The Importance of Labor Flexibility

As I was reading this fairly recent article on Denmark’s labor markets, the following jumped out at me:

The strong correlation between labor freedom and low unemployment rates seems to explain why Denmark has one of the lowest unemployment rates in the EU.

…A well-functioning and efficient labor market is, no doubt, one of the ingredients which account for Denmark’s economic prosperity. It is certainly responsible for the low unemployment rates the country has enjoyed over the last decades. The Danish experience should open the eyes of those European governments that refuse to undertake reforms which liberalize their labor markets. The evidence is clear: labor flexibility results in lower unemployment. Will the Danish example be followed by those countries badly hit by the plague of unemployment?

The papers the author cites are worth highlighting. The first is a 2012 IMF paper analyzing 97 countries from 1985 to 2008. The researchers report,

Our findings indicate that, after controlling for other macroeconomic and demographic variables, increases in the flexibility of labor market regulations and institutions have a statistically significant negative impact both on the level and the change of unemployment outcomes (i.e., total, youth, and long-term unemployment). Among the different labor market flexibility indicators analyzed, hiring and firing regulations and hiring costs are found to have the strongest effect.
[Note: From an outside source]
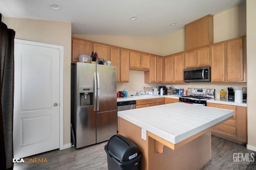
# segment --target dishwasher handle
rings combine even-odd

Overall the results of the paper suggest that policies that enhance labor market flexibility should reduce unemployment. At the same time, this raises the issue of the design and possible sequence of such reforms, and the adoption of policies aimed also to improve the quality of employment and to minimize possible negative short-term effects, not investigated in this paper, on inequality and job destruction. While data available for our large set of countries lack the necessary level of details to answer this question, micro- and macro-studies on OECD countries over the decade showed that it is important to protect workers, rather than jobs, by coupling of unemployment benefits with pressure on unemployed to take jobs and measures to help them (Blanchard, 2006). Moreover, employment protection should be designed in such a way to internalize social costs and not inhibit job creation and labor reallocation. Artificial restrictions on individual employment contracts should also be avoided (pg. 12).

Bernal-Verdugo et al., 2012, pg. 13.

The next piece is a 2016 working paper that explores labor markets in Italy from 2001-2013. It explains,

Why have unemployment dynamics been so different in European countries? One of the most often cited explanation is the difference in labor market institutions that prevents wages from adjusting downward. If wages cannot decline, negative aggregate demand shocks (such as the Great Recession) result in unemployment growth. On the other hand, if wages can fall, labor markets reach a new equilibrium with unemployment rates returning to normal levels. Downward adjustment of wages in response to macroeconomic shocks is especially important in the euro area where labor markets cannot accommodate shocks through exchange rate depreciation or through internal labor mobility (migration among EU countries is much more limited than, for example, labor mobility across US states).

…We find that the wage differential between formal/regulated and informal/unregulated sectors has increased after 2008. Moreover, while wages in the informal sector decreased by about 20 percent in 2008-13, wages in the formal sector virtually did not fall. This is consistent with the view of a substantial downward stickiness of wages in the regulated labor market. Importantly, before the recession, wages in the formal and informal sectors moved in parallel — confirming the validity of the parallel trends assumption required for a difference-in-differences estimation and showing that both regulated and unregulated labor markets have a similar degree of upward flexibility of wages.

We also analyze the impact of the crisis on formal and informal employment. We find that formal employment decreases substantially while informal employment does not change. Since the aggregate demand shock affects both labor markets, this finding implies that upon losing a job in the formal sector at least some workers move to the informal sector. We calibrate a simple model describing such spillovers between formal and informal labor markets. Using the existing estimates for demand and supply elasticities for the Italian labor market, we estimate the degree of integration of formal and informal sector (i.e. the share of workers who move from the formal to the informal labor market after the crisis). Our model also allows to carry out a counterfactual analysis of the formal sector’s response to crisis in a scenario where formal wages were fully flexible. We find that in this case the crisis would have resulted in a much smaller decline in formal employment between 2008 and 2013 (1.5-4.5 percent rather than the actual 16 percent) (pg. 3-4).

Guriev et al., 2016, pg. 26.

Important information for policy makers.